Menemukan harapan di tengah kesuraman

Naluri alamiahku ketika menghadapi kabar buruk adalah khawatir, over-thinking, dan panik. Pagi itu, aku tidak mampu mengendalikan perasaanku dan pikiranku dengan cepat dipenuhi ketakutan. Tidakkah aku berdoa? Ya, aku berdoa. Tapi, doa yang kunaikkan bukan berasal dari hati, itu doa yang didasari putus asa dan kesuraman. Sebuah doa yang kunaikkan dalam ketakutan, bukan rasa percaya.

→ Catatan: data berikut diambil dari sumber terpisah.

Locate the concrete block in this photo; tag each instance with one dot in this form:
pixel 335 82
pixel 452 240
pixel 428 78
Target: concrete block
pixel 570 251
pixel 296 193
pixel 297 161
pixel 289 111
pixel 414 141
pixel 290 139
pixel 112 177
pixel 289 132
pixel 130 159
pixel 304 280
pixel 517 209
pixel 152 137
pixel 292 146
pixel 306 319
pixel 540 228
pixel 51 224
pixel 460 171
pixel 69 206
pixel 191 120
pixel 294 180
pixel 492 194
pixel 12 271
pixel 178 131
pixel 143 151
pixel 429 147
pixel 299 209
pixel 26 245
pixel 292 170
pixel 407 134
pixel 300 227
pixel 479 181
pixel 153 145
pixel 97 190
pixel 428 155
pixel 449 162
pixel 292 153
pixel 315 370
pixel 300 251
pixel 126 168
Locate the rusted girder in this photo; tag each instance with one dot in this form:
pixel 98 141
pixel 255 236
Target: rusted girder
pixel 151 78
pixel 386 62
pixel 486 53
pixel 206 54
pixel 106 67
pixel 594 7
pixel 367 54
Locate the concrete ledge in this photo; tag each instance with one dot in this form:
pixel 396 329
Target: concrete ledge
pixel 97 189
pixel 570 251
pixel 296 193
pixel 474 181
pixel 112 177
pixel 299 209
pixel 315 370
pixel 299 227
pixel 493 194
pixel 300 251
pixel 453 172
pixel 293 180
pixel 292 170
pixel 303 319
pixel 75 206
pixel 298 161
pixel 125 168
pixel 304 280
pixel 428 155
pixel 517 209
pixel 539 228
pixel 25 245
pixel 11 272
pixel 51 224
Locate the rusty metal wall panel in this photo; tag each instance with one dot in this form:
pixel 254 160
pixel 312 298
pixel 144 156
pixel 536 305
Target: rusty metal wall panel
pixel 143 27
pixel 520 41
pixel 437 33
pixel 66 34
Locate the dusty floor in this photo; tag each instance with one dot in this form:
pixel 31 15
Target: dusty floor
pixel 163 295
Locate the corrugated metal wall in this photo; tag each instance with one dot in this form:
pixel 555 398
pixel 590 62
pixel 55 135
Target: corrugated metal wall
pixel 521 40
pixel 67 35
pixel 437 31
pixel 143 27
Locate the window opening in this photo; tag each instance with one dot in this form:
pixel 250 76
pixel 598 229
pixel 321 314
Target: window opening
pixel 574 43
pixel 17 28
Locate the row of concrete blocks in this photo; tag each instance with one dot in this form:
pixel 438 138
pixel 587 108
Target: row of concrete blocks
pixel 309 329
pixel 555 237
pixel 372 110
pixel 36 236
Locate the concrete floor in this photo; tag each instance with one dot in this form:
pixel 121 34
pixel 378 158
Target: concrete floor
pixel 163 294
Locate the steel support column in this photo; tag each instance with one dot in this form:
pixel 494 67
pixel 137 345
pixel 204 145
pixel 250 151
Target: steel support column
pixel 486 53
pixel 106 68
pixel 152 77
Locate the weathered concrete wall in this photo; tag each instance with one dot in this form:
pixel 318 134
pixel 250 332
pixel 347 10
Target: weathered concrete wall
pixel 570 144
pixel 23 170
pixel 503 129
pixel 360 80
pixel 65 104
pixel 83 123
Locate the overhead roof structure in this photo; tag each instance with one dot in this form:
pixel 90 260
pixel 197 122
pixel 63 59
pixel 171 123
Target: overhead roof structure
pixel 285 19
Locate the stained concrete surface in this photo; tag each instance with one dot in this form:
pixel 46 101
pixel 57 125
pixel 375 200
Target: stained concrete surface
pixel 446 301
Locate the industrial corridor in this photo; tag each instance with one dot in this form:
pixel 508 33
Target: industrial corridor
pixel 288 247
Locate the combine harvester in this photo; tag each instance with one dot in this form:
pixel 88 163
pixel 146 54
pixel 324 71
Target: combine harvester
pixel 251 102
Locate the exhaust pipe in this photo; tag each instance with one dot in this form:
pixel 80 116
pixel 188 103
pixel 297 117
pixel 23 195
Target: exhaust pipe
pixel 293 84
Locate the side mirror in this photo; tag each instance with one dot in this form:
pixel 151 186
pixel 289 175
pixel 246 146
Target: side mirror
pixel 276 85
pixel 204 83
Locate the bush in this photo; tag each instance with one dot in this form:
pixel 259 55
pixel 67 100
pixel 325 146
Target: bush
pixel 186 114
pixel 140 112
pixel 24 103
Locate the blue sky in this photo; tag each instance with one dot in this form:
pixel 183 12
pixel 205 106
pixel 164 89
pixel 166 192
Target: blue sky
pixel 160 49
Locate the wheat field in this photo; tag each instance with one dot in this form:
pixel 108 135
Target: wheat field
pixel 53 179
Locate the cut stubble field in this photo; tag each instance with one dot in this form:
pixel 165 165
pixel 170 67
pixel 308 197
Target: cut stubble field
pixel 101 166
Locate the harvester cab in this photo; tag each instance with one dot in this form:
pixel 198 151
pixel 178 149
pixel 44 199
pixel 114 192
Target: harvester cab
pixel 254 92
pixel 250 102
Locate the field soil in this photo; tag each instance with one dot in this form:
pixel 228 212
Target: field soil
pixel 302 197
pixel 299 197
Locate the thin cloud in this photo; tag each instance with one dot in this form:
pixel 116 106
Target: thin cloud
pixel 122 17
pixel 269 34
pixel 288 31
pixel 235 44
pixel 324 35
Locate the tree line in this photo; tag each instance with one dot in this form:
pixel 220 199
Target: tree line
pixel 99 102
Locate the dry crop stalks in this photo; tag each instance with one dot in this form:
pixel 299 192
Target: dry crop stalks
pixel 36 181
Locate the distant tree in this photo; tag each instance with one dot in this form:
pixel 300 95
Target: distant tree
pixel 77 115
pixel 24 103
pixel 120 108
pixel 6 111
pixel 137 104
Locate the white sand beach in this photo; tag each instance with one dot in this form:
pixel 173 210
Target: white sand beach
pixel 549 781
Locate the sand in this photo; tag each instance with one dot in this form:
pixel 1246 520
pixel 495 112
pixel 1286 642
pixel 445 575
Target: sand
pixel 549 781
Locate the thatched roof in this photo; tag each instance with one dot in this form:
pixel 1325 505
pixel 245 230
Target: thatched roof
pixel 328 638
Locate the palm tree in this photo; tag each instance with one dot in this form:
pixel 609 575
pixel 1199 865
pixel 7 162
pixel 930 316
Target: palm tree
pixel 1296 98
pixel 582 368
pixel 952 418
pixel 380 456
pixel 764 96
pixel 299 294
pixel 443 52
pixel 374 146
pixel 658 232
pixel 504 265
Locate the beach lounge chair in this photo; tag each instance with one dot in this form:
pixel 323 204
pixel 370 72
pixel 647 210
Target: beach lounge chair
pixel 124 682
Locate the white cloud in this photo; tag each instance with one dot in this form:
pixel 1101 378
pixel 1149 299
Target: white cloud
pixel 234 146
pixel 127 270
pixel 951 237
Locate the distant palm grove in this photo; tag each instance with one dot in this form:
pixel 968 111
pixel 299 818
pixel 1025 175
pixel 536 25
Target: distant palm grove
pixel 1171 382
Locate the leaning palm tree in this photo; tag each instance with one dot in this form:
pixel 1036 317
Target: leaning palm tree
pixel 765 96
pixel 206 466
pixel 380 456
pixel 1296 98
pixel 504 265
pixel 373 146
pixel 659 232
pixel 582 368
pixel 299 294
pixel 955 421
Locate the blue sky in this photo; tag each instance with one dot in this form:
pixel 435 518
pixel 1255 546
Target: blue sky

Namun, saat aku mulai berdoa, secercah cahaya muncul perlahan di tengah badai pikiranku. Untuk setiap kekhawatiranku, aku mulai mengingat ayat-ayat Alkitab. Semakin aku berdiam dalam pikiran yang tenang, lebih banyak inspirasi dari Alkitab yang kuingat. Aku pun kembali teringat akan siapa Bapa dan firman-Nya. Hatiku tak lagi bergejolak, kendati pikiranku masih terasa kalut. Ada setitik kedamaian yang mulai kurasa.

Ratapan 3:21-25 berkata:

Tetapi hal-hal inilah yang kuperhatikan, oleh sebab itu aku akan berharap:
Tak berkesudahan kasih setia TUHAN, tak habis-habisnya rahmat-Nya,
Selalu baru tiap pagi;
Besar kesetiaan-Mu!
“Tuhan adalah bagianku,” kata jiwaku, oleh sebab itu aku berharap kepada-Nya.
TUHAN adalah baik bagi orang yang berharap kepada-Nya, bagi jiwa yang mencari Dia.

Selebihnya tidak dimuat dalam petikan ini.